- Battle of Aba: Part of the Mahdist War
| Date | 12 August 1881 |
| Location | Aba Island, Egypt (now Sudan) |
| Result | Mahdist victory |

Belligerents
- Mahdist followers of Muhammad Ahmad (the Mahdi): Egypt

Commanders and leaders
- Muhammad Ahmad (the Mahdi) (WIA): Mohammad Bey Abu Sa'ud 'Ali Effendi

Strength
- 311 ill-armed rebels: 200 soldiers and one mountain-gun

Casualties and losses
- 12 killed and at least one wounded (Muhammad Ahmad): 120 killed and wounded, plus 9 taken prisoner

= Battle of Aba =

First battle of the Mahdist War

The Battle of Aba, which took place on 12 August 1881, was the opening battle of the Mahdist War. The incident saw Mahdist rebels, led by Muhammad Ahmad, who had proclaimed himself the Mahdi, rout Egyptian troops who had landed on Aba Island.

==Background==
In March 1881, Muhammad Ahmad, living on Aba Island on the White Nile, before his "inner circle" (which included Abdallahi ibn Muhammad, who would become known as "the Khalifa"), announced that he was the Mahdi. He based this off of a dream he had where he was visited by Muhammad and Jesus. The Governor-General of the Sudan, Ra'uf Pasha, soon sent Mohammad Bey Abu Sa'ud to investigate the situation. Arriving on Aba Island on 7 August 1881, Abu Sa'ud requested that Muhammad Ahmad come to Khartoum (the capital of Sudan) to meet with the Governor-General. The Mahdi refused and Abu Sa'ud warned him that he "must give up his claim to be the Mahdi" and then left the island.

==Battle==
After that meeting, an "arrest-party" of 200 Egyptian soldiers (and one mountain-gun) were sent to Aba Island on the ship Isma'iliyya. It was unclear who was the head of the expedition, Abu Sa'ud or his senior military officer, 'Ali Effendi, and the two quarreled. The ship arrived at Aba on 12 August 1881 and moored about a quarter of a mile from the Mahdi's village. Once there, Abu Sa'ud and 'Ali Effendi found themselves in disagreement over when to attack. The former wanted to wait until the following day to attack, while the latter (who won the argument) wanted to move out right away.

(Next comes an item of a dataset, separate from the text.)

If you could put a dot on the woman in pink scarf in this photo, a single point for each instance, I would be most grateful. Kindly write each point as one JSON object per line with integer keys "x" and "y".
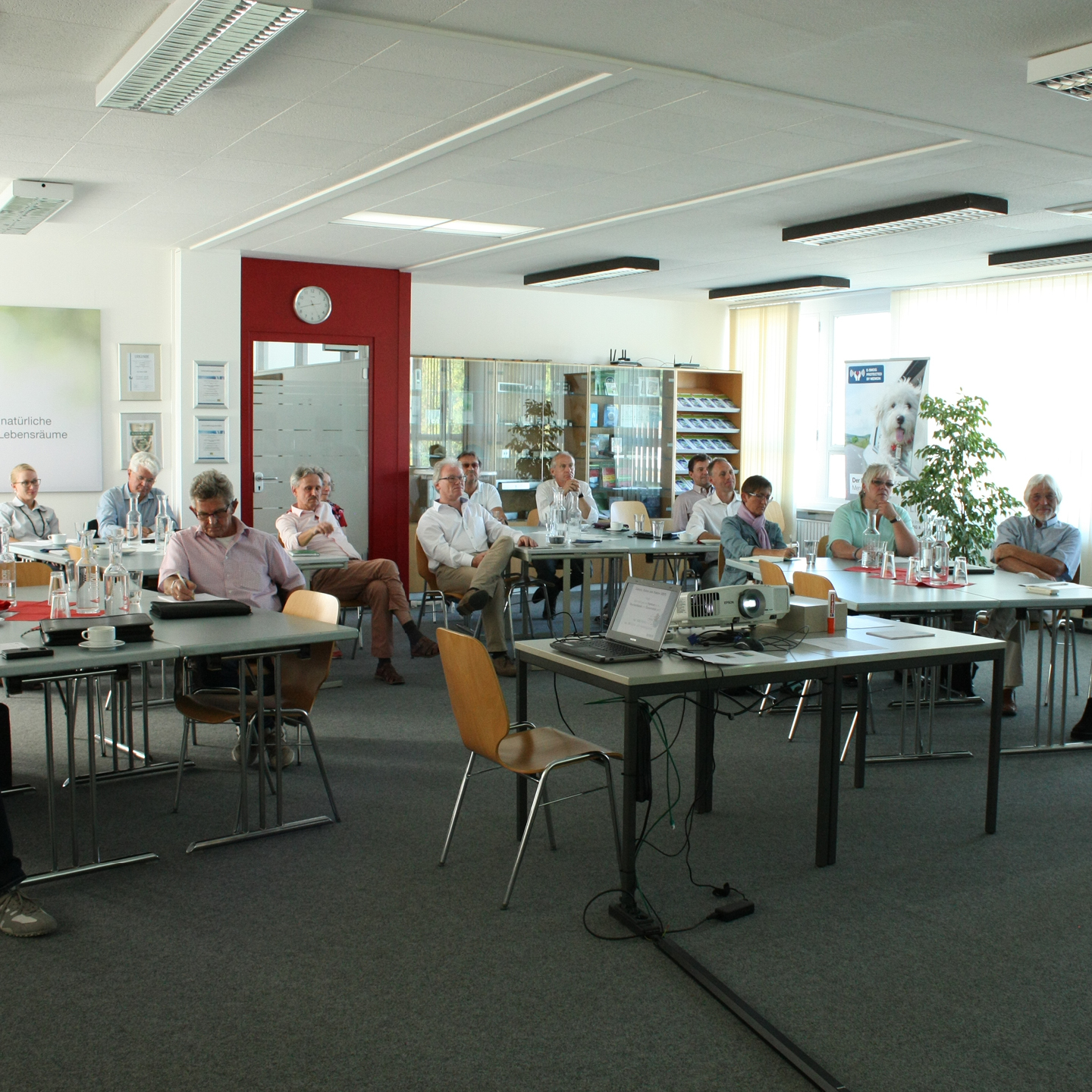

Using some merchants as guides, the Egyptian forces reached Muhammad Ahmad's hut and 'Ali Effendi burst into the shelter, shooting the man inside, who turned out to be a guest of the Mahdi. Muhammad Ahmad and his followers were waiting "in the dense bush outside the village." The zealous Mahdists, "armed with sticks, stones, hoes, and palm-knives, and a very few with spears and swords" attacked the Egyptians and completely overwhelmed them. The ground was muddy (it had rained during the Egyptians' march to the village) and this favored the bare-foot Mahdist rebels over the boot-clad government soldiers. The routed Egyptians made a dash for the Isma'iliyya. The Egyptians had suffered 120 casualties with nine of them taken prisoner. Of the Mahdi's forces, only twelve had been killed and Muhammad Ahmad, himself, was wounded after being shot in the right shoulder.

After learning of the disaster, Abu Sa'ud ordered the Isma'iliyya to shell the village. The Mahdists arrived on the banks of the river to taunt the Egyptians. The first shell missed the rebels by twenty yards, and, after that, the Mahdists walked out of range of the Isma'iliyya, ending the confrontation.

The Mahdi compared his victory to the Battle of Badr, Mohammad's first victory in battle.